From 21ccfd99de46e1ca1572b16db0d3cef9cd805f4f Mon Sep 17 00:00:00 2001
From: James Simmons <jsimmons@infradead.org>
Date: Tue, 24 Mar 2020 22:47:00 -0400
Subject: [PATCH] LU-13258 llite: bind readahead workqueue to CPT set

A workqueue is used by Lustre to optimize readahead. This work
queue can run on any core and can easily be over surscribed. This
will have a negative impact on HPC applications running on a
Lustre client. Limit the number of threads a workqueue can run
to the size of the CPU allocated for Lustre and only allow those
threads to run on the cores belonging to the CPT set.

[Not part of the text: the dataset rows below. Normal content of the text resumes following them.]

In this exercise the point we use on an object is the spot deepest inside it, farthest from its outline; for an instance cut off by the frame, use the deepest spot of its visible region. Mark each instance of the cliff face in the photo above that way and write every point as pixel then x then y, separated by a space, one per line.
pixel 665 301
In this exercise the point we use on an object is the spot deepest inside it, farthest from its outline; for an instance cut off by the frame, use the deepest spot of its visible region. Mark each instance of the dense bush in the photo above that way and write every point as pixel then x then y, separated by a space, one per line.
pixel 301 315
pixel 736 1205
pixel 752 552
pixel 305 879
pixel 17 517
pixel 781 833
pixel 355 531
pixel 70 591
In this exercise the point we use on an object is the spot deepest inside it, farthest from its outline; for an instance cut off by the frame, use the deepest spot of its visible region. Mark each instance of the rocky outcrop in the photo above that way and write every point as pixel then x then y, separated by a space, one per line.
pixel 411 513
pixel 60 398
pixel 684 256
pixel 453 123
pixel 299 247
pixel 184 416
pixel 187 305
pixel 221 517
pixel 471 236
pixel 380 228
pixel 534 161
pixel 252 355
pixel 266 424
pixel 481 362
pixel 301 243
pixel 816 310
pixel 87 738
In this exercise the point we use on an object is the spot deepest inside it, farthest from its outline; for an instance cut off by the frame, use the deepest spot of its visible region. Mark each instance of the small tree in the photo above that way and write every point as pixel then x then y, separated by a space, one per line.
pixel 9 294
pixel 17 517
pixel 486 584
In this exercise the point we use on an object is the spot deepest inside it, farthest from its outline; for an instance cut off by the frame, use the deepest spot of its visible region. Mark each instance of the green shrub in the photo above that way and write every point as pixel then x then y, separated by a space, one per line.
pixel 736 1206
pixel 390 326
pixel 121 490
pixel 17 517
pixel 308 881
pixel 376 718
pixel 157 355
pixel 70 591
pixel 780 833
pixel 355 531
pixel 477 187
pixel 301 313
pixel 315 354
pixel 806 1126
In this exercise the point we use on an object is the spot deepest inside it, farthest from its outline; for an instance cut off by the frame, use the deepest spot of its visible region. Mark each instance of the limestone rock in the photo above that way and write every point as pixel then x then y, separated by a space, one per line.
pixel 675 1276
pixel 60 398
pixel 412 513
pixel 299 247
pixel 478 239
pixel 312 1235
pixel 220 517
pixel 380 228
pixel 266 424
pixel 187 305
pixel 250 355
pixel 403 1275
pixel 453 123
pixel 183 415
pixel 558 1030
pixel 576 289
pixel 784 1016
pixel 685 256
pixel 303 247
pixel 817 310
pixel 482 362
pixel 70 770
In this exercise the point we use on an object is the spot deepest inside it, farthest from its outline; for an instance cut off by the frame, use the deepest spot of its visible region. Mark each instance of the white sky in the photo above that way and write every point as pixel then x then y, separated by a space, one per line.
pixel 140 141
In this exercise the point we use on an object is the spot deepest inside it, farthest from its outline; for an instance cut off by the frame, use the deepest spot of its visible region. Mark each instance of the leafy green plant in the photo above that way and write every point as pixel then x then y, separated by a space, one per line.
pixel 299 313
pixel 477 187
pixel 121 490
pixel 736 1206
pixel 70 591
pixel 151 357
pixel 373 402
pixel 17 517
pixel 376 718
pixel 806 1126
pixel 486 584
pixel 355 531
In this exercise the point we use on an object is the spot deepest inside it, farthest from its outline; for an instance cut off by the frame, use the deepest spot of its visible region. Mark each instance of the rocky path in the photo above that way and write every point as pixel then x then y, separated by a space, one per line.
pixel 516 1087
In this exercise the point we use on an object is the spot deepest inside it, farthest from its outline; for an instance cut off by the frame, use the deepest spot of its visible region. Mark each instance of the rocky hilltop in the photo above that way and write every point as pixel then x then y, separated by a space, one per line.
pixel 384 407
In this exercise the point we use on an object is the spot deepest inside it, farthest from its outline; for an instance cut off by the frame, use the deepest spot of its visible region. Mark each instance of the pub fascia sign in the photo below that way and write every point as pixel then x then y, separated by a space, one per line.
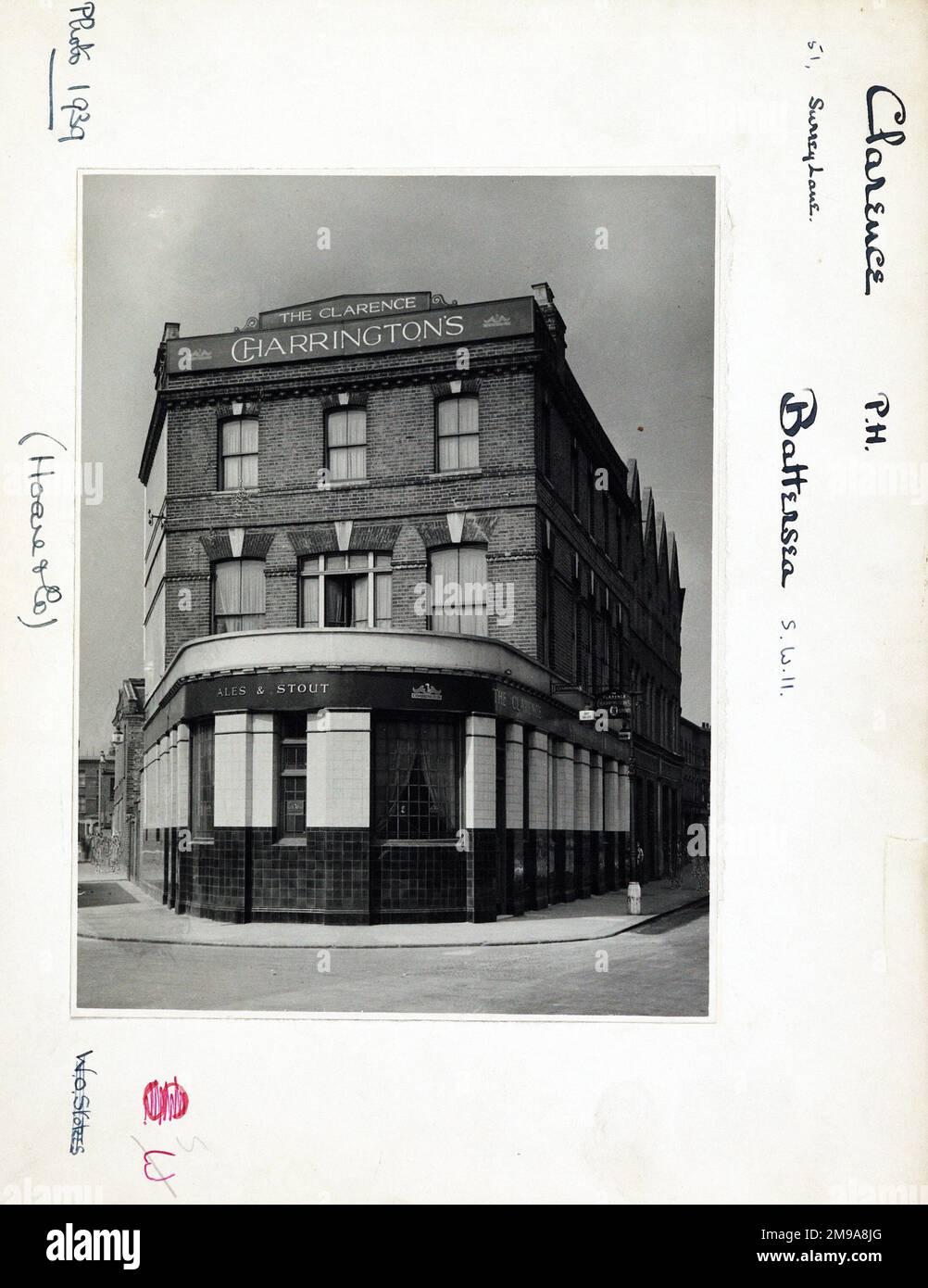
pixel 453 324
pixel 340 308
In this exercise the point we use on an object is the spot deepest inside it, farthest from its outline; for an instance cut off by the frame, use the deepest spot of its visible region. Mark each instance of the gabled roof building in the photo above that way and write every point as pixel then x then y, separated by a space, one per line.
pixel 393 563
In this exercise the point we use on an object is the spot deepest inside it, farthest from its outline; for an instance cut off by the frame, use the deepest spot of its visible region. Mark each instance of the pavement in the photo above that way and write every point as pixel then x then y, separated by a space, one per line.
pixel 118 911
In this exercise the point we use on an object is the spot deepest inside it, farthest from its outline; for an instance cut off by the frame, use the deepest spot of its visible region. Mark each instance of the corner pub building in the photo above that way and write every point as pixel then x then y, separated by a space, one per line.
pixel 390 558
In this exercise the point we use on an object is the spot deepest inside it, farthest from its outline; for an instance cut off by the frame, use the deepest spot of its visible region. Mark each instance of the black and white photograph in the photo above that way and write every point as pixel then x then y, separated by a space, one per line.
pixel 395 594
pixel 464 666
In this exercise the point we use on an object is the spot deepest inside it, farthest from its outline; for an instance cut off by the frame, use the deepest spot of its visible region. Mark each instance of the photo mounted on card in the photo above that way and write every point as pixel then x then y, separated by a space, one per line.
pixel 395 597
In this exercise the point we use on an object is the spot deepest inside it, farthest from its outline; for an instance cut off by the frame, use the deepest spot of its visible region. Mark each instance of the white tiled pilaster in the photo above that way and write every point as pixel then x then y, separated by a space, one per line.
pixel 582 789
pixel 171 819
pixel 481 772
pixel 182 805
pixel 515 782
pixel 261 753
pixel 537 752
pixel 148 787
pixel 164 782
pixel 564 786
pixel 232 785
pixel 595 792
pixel 610 796
pixel 339 769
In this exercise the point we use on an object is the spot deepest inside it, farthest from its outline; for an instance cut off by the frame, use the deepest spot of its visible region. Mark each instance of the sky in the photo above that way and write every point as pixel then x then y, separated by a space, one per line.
pixel 208 251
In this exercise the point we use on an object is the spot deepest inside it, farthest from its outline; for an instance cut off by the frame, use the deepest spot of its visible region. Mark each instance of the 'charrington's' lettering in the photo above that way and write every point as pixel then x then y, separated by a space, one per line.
pixel 872 164
pixel 792 422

Change-Id: Ifcc662d52843f5028c34d55695c1d6297e5c00b0
Signed-off-by: James Simmons <jsimmons@infradead.org>
Reviewed-on: https://review.whamcloud.com/37717
Reviewed-by: Wang Shilong <wshilong@ddn.com>
Tested-by: jenkins <devops@whamcloud.com>
Tested-by: Maloo <maloo@whamcloud.com>
Reviewed-by: Shaun Tancheff <shaun.tancheff@hpe.com>
Reviewed-by: Stephen Champion <stephen.champion@hpe.com>
Reviewed-by: Oleg Drokin <green@whamcloud.com>
---
 libcfs/autoconf/lustre-libcfs.m4        | 17 +++++++++++++++++
 libcfs/include/libcfs/linux/linux-cpu.h |  7 +++++++
 lustre/llite/llite_lib.c                | 19 +++++++++++++++++--
 lustre/llite/lproc_llite.c              |  4 +++-
 4 files changed, 44 insertions(+), 3 deletions(-)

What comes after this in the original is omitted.